I think one of the biggest things that sets us apart is the fact that we make both the hardware and software powering our smart cultivator. This has allowed us to improve the technology as we have expanded into new regions and worked with more clients. The expertise to build the hardware is not just a convenience for us or our customers, but an important feature of our business model. Because we are not contracting out, we have the in-house expertise to perform integrations that carefully balance between hardware and software. For example, when it comes to weeding blades, we can adequately assess when we can fix an issue by writing code that changes how the tools function or when we actually need to make a change to the hardware. The fact that we have control on the nuts and bolts of both allows us to make decisions that address the specific needs and problems of our clients.
Makaryan: How did you overcome the challenge of collecting data when initially training your AI models?
Snyder: People get very excited about the utility of AI products without sometimes realizing the amount of work that goes into collecting the data that makes these products possible. In our case, the challenge was even more complex because our task was not to simply collect thousands of images of crops to train our models. There are a number of nuances that are specific to agriculture. For example, new varieties of crops come out every year, or weeds move into new regions. These are changes that we need to consider when making models that can accurately detect and make decisions on what to remove.
When we started, there was not enough data to use. The datasets that existed were not high quality, which is why we decided to create our datasets from scratch. We started with a cohort of interns who would collect images from 10 to 15 fields a day, while our labeling team, which had to build the expertise to correctly identify hundreds of different crops, labeled them and entered them into a dataset. This was a very intensive effort, and I am proud that today, we have over 10 million examples of crops and various plants in our dataset. I think this may be the largest agricultural image dataset in the world.
Makaryan: Do any regional or country-specific differences impact your technology?

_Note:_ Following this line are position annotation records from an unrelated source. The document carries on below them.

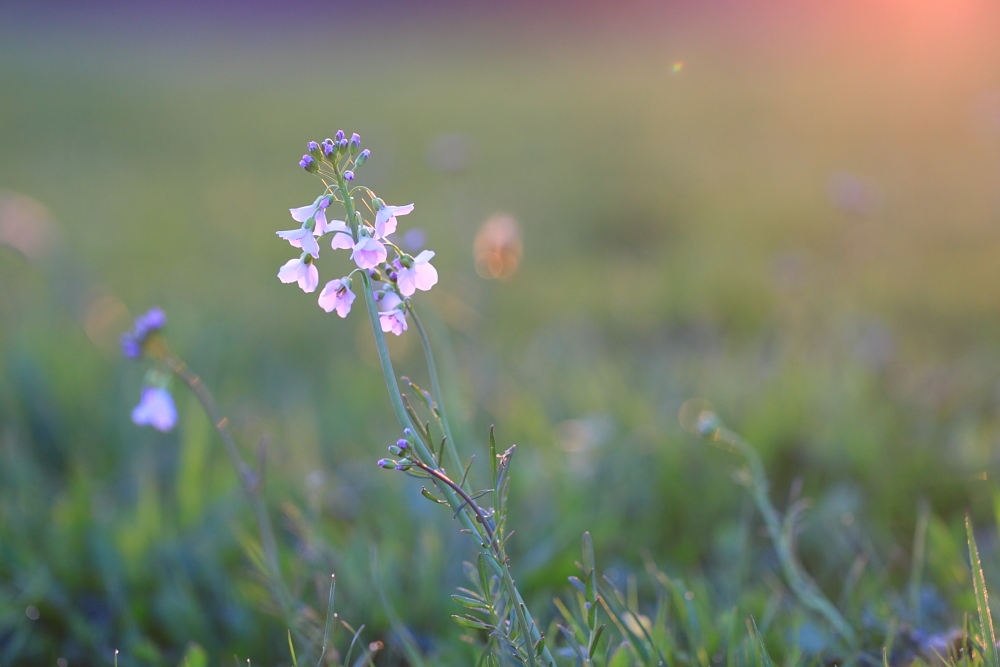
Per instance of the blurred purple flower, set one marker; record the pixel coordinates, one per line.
(132, 340)
(420, 275)
(156, 409)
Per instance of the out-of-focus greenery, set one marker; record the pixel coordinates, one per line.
(792, 214)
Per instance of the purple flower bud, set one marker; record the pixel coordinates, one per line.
(130, 346)
(154, 319)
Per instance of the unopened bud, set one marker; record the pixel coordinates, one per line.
(309, 164)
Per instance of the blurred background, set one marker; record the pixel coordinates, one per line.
(791, 210)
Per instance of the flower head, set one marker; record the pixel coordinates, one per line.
(156, 409)
(301, 238)
(337, 295)
(144, 325)
(315, 211)
(385, 219)
(418, 275)
(300, 270)
(309, 164)
(368, 253)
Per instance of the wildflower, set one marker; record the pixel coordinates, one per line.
(156, 409)
(315, 211)
(337, 295)
(385, 219)
(301, 238)
(300, 270)
(392, 317)
(368, 253)
(416, 273)
(144, 325)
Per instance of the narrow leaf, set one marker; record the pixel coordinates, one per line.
(987, 635)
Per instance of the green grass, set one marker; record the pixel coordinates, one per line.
(679, 242)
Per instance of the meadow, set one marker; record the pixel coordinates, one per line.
(790, 213)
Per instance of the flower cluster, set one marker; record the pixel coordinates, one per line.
(335, 162)
(156, 406)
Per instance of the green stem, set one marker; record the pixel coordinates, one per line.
(500, 567)
(436, 388)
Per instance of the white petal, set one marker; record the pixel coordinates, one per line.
(425, 256)
(425, 276)
(303, 213)
(289, 271)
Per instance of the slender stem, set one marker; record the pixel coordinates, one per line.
(436, 388)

Snyder: The difference we see usually comes from the variety of farming regulations that growers need to contend with. Sometimes, specific regulations can also impact the needs of farmers when it comes to smart technologies such as ours. For example, the European Union has different standards than the United States regarding the use of fertilizers and pesticides. Because European regulations place limits on how much fertilizer farmers can use, growers in these regions would benefit from using precision dispensing equipment. That is why we have added a smart rate fertilizer to our cultivator that uses the same AI vision system to determine how much fertilizer to apply to each crop. This addition reduces the cost of fertilizers for farmers, ensures compliance with regulations, and benefits the environment by minimizing the amount of chemicals that growers release.
Makaryan: How do you think future breakthroughs in AI will impact Stout AgTech?
Snyder: We are heavily dependent on AI technology. Whether writing a new code, developing our engineering tools, or enhancing data analytics, any improvements in AI will definitely benefit us. I think the main improvement from new breakthroughs would be in data analytics and providing insights to our clients regarding the performance of our smart tools. Of course, depending on what kind of breakthroughs we will see, we can also enhance our product usability by improving visual detection or streamlining automation.